Memoirs about Siddhapur
Many a silent haveli has witnessed ups and downs. This one is of great interest, it is architecturally unique. It stands at the corner, sentinel like: each of its windows, 364in number, stares at trespassers.
This 364 windowed haveli, like many crumbling, rambling mansions grapples with history’s turning page. It has lost all its redolence, submitting humbly to the ravages to time. Can Colonial legacy repair the silence in the streets of this ghost town?
Siddhpur’s ancient architectural wonders watch quietly, time must take what it has given… After all nothing stays intact in time. Except, perhaps fossilized memories.
As families left this bustling town, a home to both Shaivites and Bohras earlier, a mysterious migration took place. One beyond human understanding, why would prosperous families seek fortunes in cities? Especially, when their havelis housed intricate furniture and beams of Burmese teak, Czech crystal handles, Iranian carpets, and satrajis that cost an unbelievable fortune.
These mansions of erstwhile, were painstakingly built by craftsmen from guilds: stone and wood carvers, painters and workers from limestone quarries trooped in. And, imagine all this activity coming to a slow but sudden standstill!

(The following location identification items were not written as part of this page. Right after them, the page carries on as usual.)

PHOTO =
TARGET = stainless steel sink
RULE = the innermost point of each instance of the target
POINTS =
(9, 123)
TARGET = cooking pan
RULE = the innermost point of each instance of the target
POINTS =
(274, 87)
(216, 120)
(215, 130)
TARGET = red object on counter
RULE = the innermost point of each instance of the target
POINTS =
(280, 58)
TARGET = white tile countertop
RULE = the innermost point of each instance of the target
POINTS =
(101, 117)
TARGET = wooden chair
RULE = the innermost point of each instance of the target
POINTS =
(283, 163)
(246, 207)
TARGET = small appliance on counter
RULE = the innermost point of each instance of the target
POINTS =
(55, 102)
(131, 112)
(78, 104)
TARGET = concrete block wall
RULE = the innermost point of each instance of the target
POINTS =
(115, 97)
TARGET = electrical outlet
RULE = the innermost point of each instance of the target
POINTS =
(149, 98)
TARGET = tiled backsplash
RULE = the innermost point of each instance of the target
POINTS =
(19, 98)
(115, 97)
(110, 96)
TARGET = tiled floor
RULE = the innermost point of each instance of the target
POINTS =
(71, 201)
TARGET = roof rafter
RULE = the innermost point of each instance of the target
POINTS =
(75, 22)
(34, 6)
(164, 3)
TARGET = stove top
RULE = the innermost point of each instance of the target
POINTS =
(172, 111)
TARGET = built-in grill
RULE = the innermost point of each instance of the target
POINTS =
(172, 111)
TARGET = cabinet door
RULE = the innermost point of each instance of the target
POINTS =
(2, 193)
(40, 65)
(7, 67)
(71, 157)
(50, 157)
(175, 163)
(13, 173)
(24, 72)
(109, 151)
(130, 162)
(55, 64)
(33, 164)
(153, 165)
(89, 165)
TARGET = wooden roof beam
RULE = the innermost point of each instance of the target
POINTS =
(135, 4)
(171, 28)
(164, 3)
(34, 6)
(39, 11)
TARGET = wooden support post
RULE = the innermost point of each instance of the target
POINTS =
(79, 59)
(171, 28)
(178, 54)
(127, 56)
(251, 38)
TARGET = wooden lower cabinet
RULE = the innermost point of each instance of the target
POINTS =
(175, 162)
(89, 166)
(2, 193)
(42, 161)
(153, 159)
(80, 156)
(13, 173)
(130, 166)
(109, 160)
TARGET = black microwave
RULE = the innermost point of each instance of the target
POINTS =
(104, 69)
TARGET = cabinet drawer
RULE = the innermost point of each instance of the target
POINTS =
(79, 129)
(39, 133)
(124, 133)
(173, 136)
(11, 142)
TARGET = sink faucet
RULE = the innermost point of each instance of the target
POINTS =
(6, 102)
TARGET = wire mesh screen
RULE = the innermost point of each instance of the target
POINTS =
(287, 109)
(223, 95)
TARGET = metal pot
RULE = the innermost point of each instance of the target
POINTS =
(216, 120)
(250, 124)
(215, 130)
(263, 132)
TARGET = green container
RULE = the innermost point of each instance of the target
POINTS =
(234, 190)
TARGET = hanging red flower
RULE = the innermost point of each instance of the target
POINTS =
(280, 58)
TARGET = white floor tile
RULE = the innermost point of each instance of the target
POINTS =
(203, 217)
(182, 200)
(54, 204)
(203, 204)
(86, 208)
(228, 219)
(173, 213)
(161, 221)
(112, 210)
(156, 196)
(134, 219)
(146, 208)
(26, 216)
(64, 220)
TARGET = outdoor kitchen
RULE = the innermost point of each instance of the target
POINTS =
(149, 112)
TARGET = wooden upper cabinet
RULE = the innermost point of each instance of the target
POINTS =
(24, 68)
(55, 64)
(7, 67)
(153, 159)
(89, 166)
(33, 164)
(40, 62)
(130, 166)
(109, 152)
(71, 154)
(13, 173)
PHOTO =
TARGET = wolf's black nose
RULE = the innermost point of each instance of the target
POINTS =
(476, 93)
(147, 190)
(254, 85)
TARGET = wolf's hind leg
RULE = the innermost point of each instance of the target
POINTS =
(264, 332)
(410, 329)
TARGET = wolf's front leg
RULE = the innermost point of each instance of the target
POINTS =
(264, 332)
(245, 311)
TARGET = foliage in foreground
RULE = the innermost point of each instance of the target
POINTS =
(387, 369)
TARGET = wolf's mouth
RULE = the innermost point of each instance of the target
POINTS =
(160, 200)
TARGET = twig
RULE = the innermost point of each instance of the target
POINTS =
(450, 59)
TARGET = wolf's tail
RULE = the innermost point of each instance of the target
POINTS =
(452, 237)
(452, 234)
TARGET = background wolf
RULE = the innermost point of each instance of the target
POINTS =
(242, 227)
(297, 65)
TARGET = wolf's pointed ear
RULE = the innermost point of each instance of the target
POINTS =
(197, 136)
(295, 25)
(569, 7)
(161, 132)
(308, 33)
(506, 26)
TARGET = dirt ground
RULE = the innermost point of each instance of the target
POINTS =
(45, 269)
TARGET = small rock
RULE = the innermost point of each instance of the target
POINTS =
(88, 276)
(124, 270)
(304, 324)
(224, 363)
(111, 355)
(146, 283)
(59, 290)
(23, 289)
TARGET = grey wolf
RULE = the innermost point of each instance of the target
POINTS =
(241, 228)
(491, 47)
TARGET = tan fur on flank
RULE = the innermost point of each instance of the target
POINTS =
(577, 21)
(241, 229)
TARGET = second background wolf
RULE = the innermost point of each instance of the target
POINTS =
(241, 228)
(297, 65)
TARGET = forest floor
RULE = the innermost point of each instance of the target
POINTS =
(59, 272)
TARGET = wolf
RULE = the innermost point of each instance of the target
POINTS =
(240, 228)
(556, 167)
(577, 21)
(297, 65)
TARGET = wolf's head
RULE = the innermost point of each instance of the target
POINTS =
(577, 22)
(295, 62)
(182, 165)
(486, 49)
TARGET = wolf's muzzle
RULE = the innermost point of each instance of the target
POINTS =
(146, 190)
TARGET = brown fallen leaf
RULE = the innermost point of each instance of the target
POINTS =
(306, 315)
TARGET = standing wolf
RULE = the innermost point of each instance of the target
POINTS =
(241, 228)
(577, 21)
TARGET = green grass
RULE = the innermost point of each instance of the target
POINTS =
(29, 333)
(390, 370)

Not that this was another Dust Bowl. But isn’t it’s tragic tale very similar.
” Go on, nothing’s left here! Leave! Bigger cities offer more comfort.” I remember hearing someone say. Schools, colleges and cars, umm what more. No not jobs, here is a business community whose presence in Siddhpur is dwindling decade after decade.

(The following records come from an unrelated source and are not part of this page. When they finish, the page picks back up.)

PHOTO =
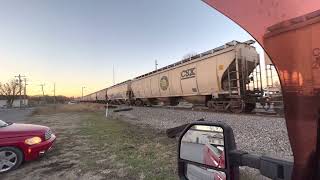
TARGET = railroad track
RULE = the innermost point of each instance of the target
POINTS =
(200, 108)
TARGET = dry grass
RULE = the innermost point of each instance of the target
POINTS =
(65, 108)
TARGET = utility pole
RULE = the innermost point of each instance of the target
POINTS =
(54, 93)
(42, 92)
(20, 87)
(25, 91)
(113, 74)
(82, 92)
(42, 89)
(156, 64)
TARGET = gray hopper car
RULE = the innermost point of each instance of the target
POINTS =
(225, 78)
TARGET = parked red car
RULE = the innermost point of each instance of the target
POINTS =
(22, 142)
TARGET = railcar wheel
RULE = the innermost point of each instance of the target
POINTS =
(237, 106)
(211, 106)
(249, 107)
(138, 102)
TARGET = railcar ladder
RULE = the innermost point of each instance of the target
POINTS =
(269, 76)
(231, 85)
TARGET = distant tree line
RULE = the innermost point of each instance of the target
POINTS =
(36, 100)
(10, 91)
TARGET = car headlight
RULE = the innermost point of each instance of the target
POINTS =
(33, 140)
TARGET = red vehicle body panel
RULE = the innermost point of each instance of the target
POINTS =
(15, 135)
(289, 54)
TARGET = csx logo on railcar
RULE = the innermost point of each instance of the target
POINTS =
(316, 61)
(188, 73)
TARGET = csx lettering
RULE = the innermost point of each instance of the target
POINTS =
(188, 73)
(316, 62)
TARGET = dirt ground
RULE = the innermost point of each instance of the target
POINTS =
(90, 146)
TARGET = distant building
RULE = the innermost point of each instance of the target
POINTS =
(16, 102)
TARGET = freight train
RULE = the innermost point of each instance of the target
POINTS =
(226, 78)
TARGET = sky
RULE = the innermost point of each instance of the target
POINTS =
(77, 43)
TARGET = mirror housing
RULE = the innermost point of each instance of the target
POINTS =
(203, 152)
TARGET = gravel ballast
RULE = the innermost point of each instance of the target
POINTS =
(260, 135)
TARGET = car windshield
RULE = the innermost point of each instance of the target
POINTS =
(3, 124)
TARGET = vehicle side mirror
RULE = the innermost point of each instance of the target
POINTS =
(203, 152)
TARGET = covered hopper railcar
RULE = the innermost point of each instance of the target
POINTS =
(219, 78)
(119, 93)
(226, 78)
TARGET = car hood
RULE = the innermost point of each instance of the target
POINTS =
(18, 130)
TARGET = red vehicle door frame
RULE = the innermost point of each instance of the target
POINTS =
(301, 108)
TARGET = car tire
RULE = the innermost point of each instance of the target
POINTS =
(16, 158)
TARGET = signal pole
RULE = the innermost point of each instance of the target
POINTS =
(20, 87)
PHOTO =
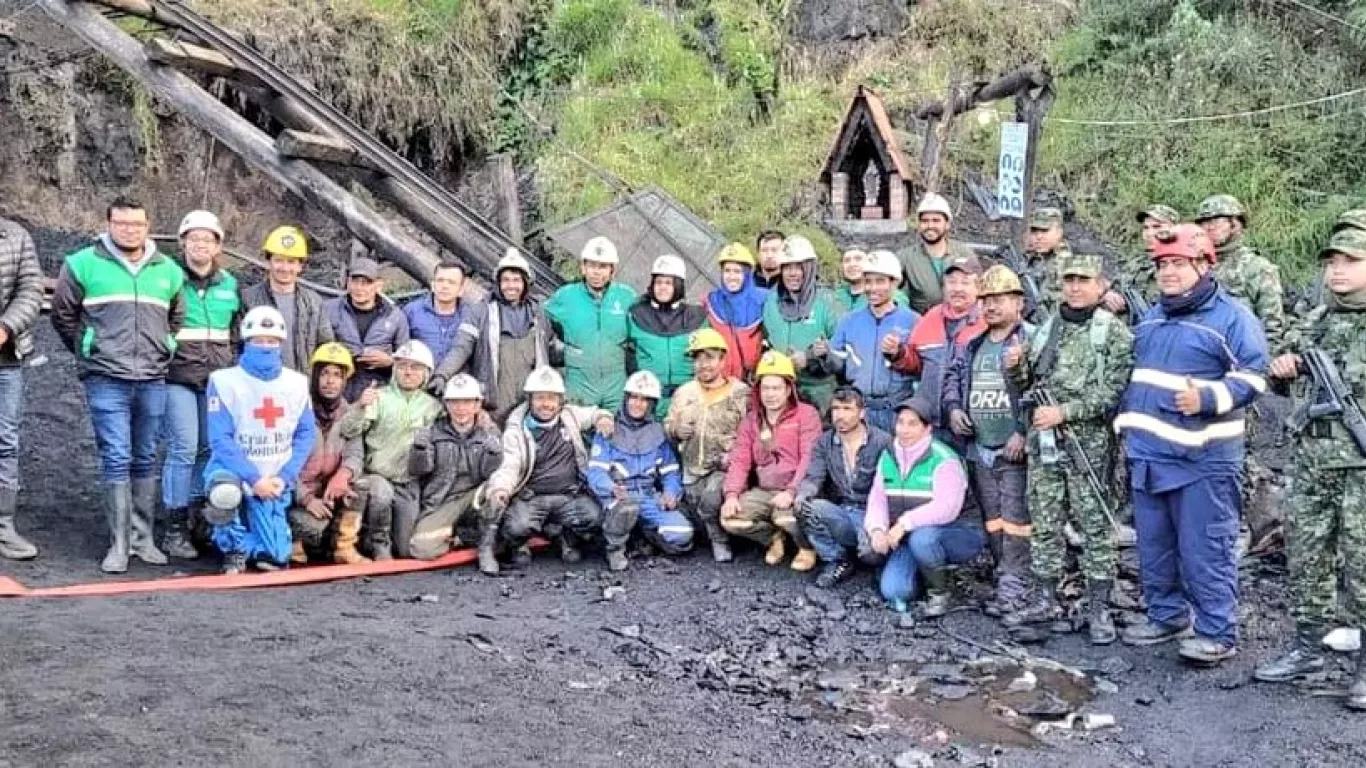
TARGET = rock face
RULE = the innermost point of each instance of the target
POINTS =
(847, 21)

You’d say nuclear families or the lure of cities coerced an exodus, a slow one at that. From the 1970s, families branched outwards into booming metropolises that offered much more. Cinemas, luxuries of larger stores, picnic spots galore; and, privacy and freedom that perchance this abandoned old fashioned town wouldn’t have given.

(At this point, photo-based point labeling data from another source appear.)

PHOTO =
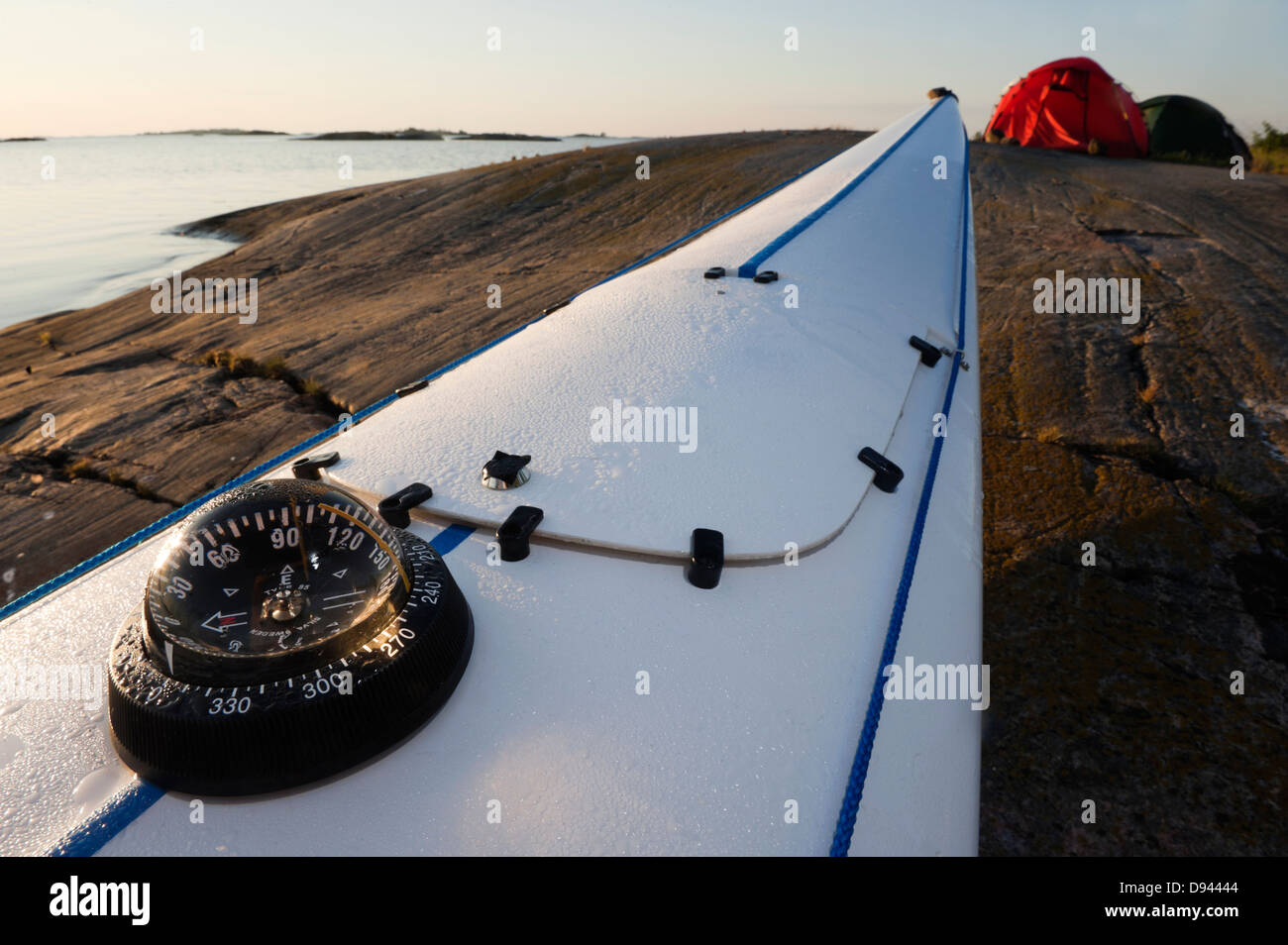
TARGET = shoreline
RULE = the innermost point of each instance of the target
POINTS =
(1111, 682)
(143, 420)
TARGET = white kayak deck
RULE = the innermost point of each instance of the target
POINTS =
(715, 446)
(758, 689)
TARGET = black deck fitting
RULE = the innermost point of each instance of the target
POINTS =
(888, 475)
(308, 467)
(514, 532)
(505, 467)
(706, 558)
(395, 509)
(411, 387)
(930, 355)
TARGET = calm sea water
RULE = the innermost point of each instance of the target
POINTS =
(101, 226)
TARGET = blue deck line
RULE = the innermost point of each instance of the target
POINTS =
(863, 753)
(123, 810)
(748, 269)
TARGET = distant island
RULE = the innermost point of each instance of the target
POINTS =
(410, 134)
(214, 130)
(502, 137)
(416, 134)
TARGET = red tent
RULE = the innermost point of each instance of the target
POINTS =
(1067, 104)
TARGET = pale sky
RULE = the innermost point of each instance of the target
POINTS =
(80, 67)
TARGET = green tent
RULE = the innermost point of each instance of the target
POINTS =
(1183, 125)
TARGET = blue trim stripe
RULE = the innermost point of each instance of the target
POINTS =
(748, 269)
(108, 820)
(863, 753)
(446, 541)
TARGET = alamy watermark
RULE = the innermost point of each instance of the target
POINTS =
(209, 297)
(938, 682)
(1077, 296)
(42, 682)
(629, 424)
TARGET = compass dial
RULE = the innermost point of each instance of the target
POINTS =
(273, 580)
(286, 632)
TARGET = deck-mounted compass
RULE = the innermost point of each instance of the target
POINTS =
(286, 634)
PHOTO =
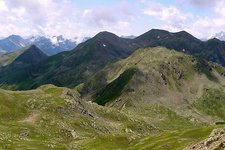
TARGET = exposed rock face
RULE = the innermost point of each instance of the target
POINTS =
(216, 141)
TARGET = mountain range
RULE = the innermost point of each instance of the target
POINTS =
(160, 90)
(50, 45)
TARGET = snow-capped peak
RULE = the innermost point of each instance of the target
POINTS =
(220, 36)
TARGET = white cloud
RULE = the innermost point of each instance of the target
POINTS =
(61, 17)
(173, 17)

The irony is, today, this sleepy town grants a sense of belonging. I’d say displacement, a curse indeed, compels one to look beyond the comfort zone. It is then that city boundaries blur, and suddenly disappear. And then those in dire straits begin to forge a close bond with yesteryears. The dishabillement of my ancestral town makes me shudder. I know builders and promoters find its empty nests an easy prey.
But the truth is that it is a haven for those upon whom the affluent cities have shut their doors. From cities pour, the alienated, unfortunate, and many more who are indeed luckier. Siddhpur’s Bohravads open their doors to all, they’re a bridge that help the floundering cross city shores.